|Parkersburg, W.Va. August 2010 – Hundreds of Boy Scouts attending the 100th anniversary National Scout Jamboree at Fort A.P. Hill, Virginia, learned the age-old art of woodcarving from a dedicated team of volunteer instructors with support from Woodcraft Supply and its partners. The young carvers were fulfilling the requirements of the Woodcarving Merit Badge, one of many badges that scouts could complete at the Jamboree’s Merit Badge Midway. Originally part of the woodworking badge, in 1927 woodcarving became a separate badge.
Over the last century, Scouts have earned more than 117,649,000 merit badges and in the process learned lifetime citizenship lessons, personal fitness habits, and life skills, and, in some cases, gained a lifelong hobby or a career, according to information on the scout Web site. National Jamborees, which have been held roughly every four years since 1937 (17 so far), offer numerous activities for scouts, in addition to merit badge work.
“Woodcarving has always been popular,” said Paul Ries, coordinator of the woodcarving booth. “In 2005 we had over 1,050 completed merit badges. This year, with over 120 merit badges offered, we had in excess of 650 merit badges completed. Usually the badge takes each scout between 2½ and 3 hours to complete.” Carvers worked in a 20' x 100' tent on the Midway.
Woodcraft’s involvement as a Jamboree sponsor dates back to the 1997 event. The purpose, according to Jody Garrett, Woodcraft vice-president for marketing and merchandising, is to expose young people to woodworking and woodcarving. “The Boy Scouts is a good organization to do that,” he said.
During his visit to the 2010 Jamboree held July 26-Aug. 4, Garrett was impressed with the instructors and the professional environment they provided at the carving tent. “There are 35 instructors—volunteers who pay their way to the Jamboree, live in Army barracks, work 8 to 5 with barely time to eat lunch. These folks are passionate about woodcarving and want to teach the next generation.”

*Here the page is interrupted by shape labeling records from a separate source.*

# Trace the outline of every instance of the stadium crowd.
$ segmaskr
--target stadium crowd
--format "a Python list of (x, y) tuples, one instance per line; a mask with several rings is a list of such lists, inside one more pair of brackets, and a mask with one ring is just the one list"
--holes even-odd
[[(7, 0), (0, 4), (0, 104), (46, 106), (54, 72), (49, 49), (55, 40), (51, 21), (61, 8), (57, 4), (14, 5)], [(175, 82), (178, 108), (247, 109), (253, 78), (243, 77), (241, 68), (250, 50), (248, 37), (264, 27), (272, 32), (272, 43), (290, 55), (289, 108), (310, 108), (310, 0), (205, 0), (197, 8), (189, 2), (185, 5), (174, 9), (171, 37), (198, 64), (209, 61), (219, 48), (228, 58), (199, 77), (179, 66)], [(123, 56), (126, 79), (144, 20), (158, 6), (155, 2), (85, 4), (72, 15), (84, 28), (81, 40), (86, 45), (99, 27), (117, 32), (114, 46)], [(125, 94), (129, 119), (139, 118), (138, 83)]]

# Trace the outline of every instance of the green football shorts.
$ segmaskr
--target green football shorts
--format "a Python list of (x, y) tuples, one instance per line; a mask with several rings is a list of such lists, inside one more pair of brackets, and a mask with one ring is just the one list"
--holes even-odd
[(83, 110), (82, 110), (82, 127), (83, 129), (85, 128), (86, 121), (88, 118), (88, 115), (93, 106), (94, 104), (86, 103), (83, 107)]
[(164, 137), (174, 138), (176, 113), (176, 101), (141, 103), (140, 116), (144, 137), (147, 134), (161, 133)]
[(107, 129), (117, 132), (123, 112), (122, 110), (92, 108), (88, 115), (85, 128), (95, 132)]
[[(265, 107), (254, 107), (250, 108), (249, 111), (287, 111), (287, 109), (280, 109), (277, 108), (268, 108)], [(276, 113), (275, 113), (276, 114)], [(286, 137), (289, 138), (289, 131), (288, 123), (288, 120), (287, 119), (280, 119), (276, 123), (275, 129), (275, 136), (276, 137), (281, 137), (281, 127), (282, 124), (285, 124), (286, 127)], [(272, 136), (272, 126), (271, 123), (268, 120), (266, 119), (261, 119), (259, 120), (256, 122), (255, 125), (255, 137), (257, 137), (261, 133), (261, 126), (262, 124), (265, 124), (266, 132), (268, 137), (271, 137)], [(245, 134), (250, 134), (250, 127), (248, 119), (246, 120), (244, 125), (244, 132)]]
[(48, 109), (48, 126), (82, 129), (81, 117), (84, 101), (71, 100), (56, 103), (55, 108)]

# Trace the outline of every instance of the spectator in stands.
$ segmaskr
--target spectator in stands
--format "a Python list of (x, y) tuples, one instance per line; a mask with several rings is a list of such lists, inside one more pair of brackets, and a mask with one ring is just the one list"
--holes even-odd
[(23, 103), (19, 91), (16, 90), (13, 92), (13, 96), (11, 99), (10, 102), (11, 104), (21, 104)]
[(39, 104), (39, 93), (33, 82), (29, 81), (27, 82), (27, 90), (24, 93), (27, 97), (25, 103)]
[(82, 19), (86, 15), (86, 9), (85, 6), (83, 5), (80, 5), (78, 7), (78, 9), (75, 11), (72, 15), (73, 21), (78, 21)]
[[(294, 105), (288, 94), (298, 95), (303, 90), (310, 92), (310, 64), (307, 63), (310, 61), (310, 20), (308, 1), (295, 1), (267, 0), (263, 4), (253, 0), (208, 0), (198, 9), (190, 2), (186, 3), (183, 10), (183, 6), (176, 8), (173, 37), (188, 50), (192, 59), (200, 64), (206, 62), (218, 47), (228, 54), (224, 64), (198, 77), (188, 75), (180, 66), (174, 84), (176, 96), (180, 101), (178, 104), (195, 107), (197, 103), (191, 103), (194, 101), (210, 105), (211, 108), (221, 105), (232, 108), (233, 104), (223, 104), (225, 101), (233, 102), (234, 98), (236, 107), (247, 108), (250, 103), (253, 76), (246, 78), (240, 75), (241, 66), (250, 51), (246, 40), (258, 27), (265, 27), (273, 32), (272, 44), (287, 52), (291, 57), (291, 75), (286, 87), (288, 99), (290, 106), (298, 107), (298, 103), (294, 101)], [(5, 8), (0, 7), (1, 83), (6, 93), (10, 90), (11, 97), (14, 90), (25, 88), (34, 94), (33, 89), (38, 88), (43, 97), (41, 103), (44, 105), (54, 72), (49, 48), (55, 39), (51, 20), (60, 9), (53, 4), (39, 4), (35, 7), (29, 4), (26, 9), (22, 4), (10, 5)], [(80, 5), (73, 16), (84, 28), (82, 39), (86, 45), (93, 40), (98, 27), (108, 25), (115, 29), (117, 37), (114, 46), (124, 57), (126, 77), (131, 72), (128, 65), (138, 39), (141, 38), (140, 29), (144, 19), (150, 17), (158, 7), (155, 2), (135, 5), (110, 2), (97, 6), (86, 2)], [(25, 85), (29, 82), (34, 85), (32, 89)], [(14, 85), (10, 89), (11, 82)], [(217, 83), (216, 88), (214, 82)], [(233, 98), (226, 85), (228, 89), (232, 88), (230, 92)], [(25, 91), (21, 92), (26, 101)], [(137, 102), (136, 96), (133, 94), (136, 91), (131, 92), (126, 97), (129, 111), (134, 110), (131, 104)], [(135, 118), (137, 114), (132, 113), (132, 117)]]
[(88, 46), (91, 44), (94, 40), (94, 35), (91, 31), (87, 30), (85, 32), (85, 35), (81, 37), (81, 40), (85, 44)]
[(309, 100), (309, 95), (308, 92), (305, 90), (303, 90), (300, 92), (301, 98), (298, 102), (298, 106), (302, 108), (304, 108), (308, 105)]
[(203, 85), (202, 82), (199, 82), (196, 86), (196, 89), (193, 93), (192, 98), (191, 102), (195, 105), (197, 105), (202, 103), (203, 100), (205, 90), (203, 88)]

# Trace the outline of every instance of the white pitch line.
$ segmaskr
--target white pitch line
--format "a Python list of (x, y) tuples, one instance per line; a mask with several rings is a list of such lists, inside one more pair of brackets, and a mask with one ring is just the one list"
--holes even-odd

“It is a very controlled atmosphere. No one is allowed in the tent unless they are carving so there will be no distractions,” Garrett said. “The kids were serious about learning, and the instructors were serious about teaching.” Each instructor helps from one to three scouts at a time as they learn about safety, carving tools, and woods for carving, make basic carving cuts, and finally carve a project.
Carving tools are always sharp, thanks to a person dedicated to sharpening them as soon as scouts return them. This is part of the safety regimen, Garrett said, explaining that a sharp tool is safer than a dull one because it requires the carver to apply less pressure to make a cut. Only one scout experienced an injury (it required three stitches), according to Ries.
To ensure that the young carvers had the appropriate tools and accessories, Garrett said Woodcraft donated thumb guards and carving gloves in several sizes, scrollsaw and bandsaw blades, and carving brochures. Woodcraft also arranged with its partners to provide a 10" bandsaw (from Rikon), a 20" VS scrollsaw (from DeWalt), and carving knives (from Flexcut).
“Without the support Woodcraft has provided we simply would never be able to offer the type of program that we presented this year,” Ries said. “The supplies, printing, and encouragement that Woodcraft provided were invaluable to me as the coordinator and to the booth operations as a whole.”